Consumers check out Huawei gadgets at a store in Qingdao, East China's Shandong Province on Friday. Photo: VCG

The Huawei Kirin 710A chip, based on 14-nanometer semiconductor technology, has achieved commercial mass production. It is the first pure Chinese chip with independent intellectual property rights.

Produced by the Shanghai-based Semiconductor Manufacturing International Corp (SMIC), the chips have a main frequency of 2.0 GHz, domestic financial news site chinastarmarket.cn reported on Monday.

It reported that almost every employee at SMIC Shanghai had received an Honor Play 4T smartphone on Sunday, with "Powered by SMIC FinFET" printed on the back.
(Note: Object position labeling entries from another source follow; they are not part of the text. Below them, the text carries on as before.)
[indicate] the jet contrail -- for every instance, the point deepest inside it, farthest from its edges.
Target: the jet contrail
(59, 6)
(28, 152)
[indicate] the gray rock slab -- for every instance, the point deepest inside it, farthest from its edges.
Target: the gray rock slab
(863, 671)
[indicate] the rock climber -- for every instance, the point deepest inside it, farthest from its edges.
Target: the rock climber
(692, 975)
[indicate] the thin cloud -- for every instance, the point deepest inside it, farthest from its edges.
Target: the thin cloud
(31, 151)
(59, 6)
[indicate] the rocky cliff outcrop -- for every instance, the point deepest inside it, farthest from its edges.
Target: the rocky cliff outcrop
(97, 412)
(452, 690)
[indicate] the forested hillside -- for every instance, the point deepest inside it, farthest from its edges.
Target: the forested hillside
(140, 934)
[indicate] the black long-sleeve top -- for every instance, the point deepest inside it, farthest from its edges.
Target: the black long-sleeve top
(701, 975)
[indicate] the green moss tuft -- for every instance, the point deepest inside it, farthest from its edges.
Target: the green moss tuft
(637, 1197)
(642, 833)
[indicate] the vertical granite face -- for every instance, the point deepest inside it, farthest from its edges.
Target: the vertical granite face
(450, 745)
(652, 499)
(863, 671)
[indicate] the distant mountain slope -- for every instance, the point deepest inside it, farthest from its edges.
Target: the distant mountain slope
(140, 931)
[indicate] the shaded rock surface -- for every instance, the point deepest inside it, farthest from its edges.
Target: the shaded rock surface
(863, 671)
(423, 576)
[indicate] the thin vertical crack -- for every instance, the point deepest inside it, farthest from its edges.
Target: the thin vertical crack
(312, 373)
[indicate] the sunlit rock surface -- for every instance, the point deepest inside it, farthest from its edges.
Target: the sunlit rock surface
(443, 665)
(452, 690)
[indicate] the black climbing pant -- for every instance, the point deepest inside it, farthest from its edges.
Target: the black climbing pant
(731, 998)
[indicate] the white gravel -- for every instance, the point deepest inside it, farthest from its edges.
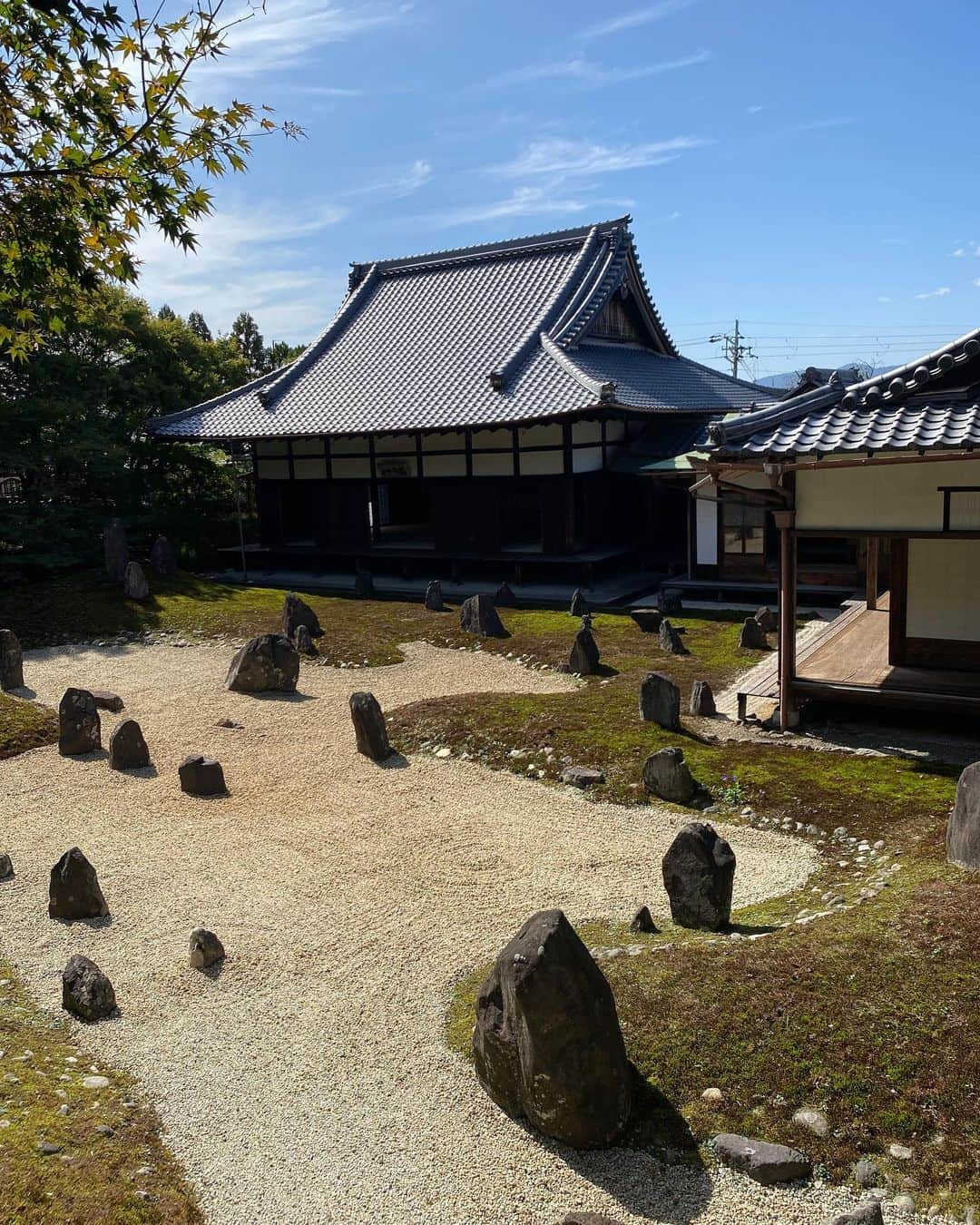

The phones showcases the commercialization of 14-nm FinFET chips made by SMIC.


Huawei's chip arm HiSilicon declined to confirm or deny the report when reached by the Global Times on Monday.

Sun Yanbiao, head of Shenzhen-based research firm N1mobile, told the Global Times on Monday that research staff from both sides began exchanges on the project last year.

"The successful mass production benefits Huawei, as using chips provided by a manufacturer located in the Chinese mainland could help it reduce its reliance on Taiwan-based semiconductor maker TSMC, which will cushion shocks from China-US trade conflicts," Sun said.

Previously, all chips for Huawei mobile devices were designed by HiSilicon, and then manufactured by TSMC. But foreign media reported the US plans to prevent TSMC from selling chips to Huawei, which was put on the US' Entity List in May 2019.

As a chipmaker with high hopes of localizing chip manufacturing in the mainland and becoming an alternative to TSMC, SMIC announced on May 5 that it would apply to list on the sci-tech innovation board, a new Nasdaq-style tech board in Shanghai.

Following the news of mass production, A-shares relevant to chip manufacturing equipment lithography strengthened on Monday.

Shenzhen DongDa Photosensitive Science & Technology Co rose by the daily limit of 10 percent to 68.53 yuan ($9.68) per share, and Anji Microelectronics Technology Co rose by 6.54 percent to 280.05 yuan.

Global Times
Personally, I think it's time for HiSilicon to be spun off as an independent entity or sold to Unisoc/Tsinghua.
It means HiSilicon can continue designing and manufacturing chips without restriction, and then selling them to anyone.

This means more competition for Huawei, as their competitors can buy those chips as well.
But at least Huawei still has access, which is better than the alternative.
And Huawei gets a cash infusion to invest in R&D in other areas..

It also means Xiaomi, Oppo, Vivo can ditch Qualcomm in favour of HiSilicon for high-end smartphone chips.
And that ZTE could potentially build better 5G base stations as well.

So overall, the Chinese technology industry should end up stronger, whilst still working as hard as possible to de-Americanise.